The mental disorders arise from poor adjustment to the illness, with anxious or depressed mood consisting of about 68 per cent of them. Others may come down with depressive disorders and, ultimately, delirium, as the disease advances.
 
The diagnosis of cancer for most people results in a predictable psychological pattern of distress over several weeks. The meaning of cancer is usually that of possible death, with pain, possible disability or disfigurement from treatment, loss of independence and self-esteem, and possible loss of significant relationships due to changed appearance or disability.
 
This normal response is characterised by three phases, namely, denial, which is characterised by an initial disbelief in which the person doubts the diagnosis and questions that it may be a mistake after all.
 
This is followed by a period of one or two weeks of a turmoil phase characterised by intrusive thoughts about death, poor concentration, irritability, anxious and depressed mood, loss of appetite and inability to sleep.
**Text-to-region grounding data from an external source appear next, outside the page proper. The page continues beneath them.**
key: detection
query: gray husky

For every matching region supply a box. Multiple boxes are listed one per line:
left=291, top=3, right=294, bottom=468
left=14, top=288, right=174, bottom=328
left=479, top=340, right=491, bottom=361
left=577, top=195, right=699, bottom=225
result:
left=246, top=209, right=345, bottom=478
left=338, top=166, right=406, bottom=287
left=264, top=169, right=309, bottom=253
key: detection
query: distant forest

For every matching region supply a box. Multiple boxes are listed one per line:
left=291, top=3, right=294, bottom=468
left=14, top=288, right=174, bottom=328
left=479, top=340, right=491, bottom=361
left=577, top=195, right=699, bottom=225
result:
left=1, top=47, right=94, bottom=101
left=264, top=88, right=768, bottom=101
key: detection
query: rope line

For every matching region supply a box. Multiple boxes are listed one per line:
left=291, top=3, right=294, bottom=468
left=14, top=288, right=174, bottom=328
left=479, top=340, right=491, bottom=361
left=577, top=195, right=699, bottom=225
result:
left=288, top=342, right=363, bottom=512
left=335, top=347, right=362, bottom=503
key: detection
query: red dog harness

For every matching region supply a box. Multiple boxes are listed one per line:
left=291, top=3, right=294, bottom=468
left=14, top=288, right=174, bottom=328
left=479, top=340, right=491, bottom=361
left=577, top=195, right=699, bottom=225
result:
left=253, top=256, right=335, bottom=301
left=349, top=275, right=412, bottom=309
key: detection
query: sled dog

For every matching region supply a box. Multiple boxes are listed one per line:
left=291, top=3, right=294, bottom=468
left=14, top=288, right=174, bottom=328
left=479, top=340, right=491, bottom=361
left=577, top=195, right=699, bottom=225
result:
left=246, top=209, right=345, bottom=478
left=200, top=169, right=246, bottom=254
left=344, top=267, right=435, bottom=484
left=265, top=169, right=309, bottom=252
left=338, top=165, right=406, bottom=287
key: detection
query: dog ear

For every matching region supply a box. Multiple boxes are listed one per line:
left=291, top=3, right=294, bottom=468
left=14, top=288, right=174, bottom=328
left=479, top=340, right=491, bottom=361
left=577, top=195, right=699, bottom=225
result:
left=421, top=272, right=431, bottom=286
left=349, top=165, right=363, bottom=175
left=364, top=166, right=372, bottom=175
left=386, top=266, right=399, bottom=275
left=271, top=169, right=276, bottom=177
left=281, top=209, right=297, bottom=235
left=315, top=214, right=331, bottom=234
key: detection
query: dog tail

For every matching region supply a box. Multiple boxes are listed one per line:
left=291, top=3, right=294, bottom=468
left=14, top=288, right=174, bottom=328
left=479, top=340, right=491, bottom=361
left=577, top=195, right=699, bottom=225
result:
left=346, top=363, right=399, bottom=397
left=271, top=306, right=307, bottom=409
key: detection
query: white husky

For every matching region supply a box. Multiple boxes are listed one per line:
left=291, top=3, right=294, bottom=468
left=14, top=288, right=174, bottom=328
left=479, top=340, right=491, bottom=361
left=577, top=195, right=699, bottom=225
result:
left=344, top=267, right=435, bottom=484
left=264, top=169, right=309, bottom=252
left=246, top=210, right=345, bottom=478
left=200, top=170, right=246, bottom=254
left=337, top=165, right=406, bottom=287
Activities of daily living may be significantly interrupted, as there are major pre-occupations with concerns of the future.
 
The third phase is one in which the acute turmoil symptoms begin to diminish and the reality of illness becomes more tolerable. Hope returns with beginning a treatment plan and a clear course of action to deal with the disease.
 
This pattern of distress must be borne in mind since it could be repeated at subsequent transitional points of the illness; but with more profound depressive symptoms, especially in learning of recurrence or progression of disease, in learning of treatment failure and with news that no more treatment is possible. This stage may require the involvement of mental health expert so that patients do not abscond from treatment and escape into traditional or religious alternatives that may worsen the outcome and make coping with the disease more burdensome.
 
The ultimate experience of gradual loss of health and well-being may confer depressive illness, usually characterised by profound sadness, feelings of worthlessness, guilt, extreme withdrawal from social interactions and preoccupations with hopelessness and death. This may lead to thoughts of suicide that may even be common at the early stages. Such patients view suicidal ideation as a rational way of asserting ultimate control. Patients who are in remission and who have a good prognosis should be evaluated for suicidal ideation and promptly managed.
 
Depression, rather than pain, is the greatest predictor of experiencing a wish for hastened death in this group of patients. As palliative and end-of-life care becomes more popular, quality of life assumes a central focus, especially in this group of patients which definitely provoke ethical, cultural, religious, and spiritual issues beyond their primary care of the disease.
 
The psychiatrist and other members of the mental health care team definitely have a crucial role to play in exploring all these issues professionally, especially when it comes to suicidal ideation.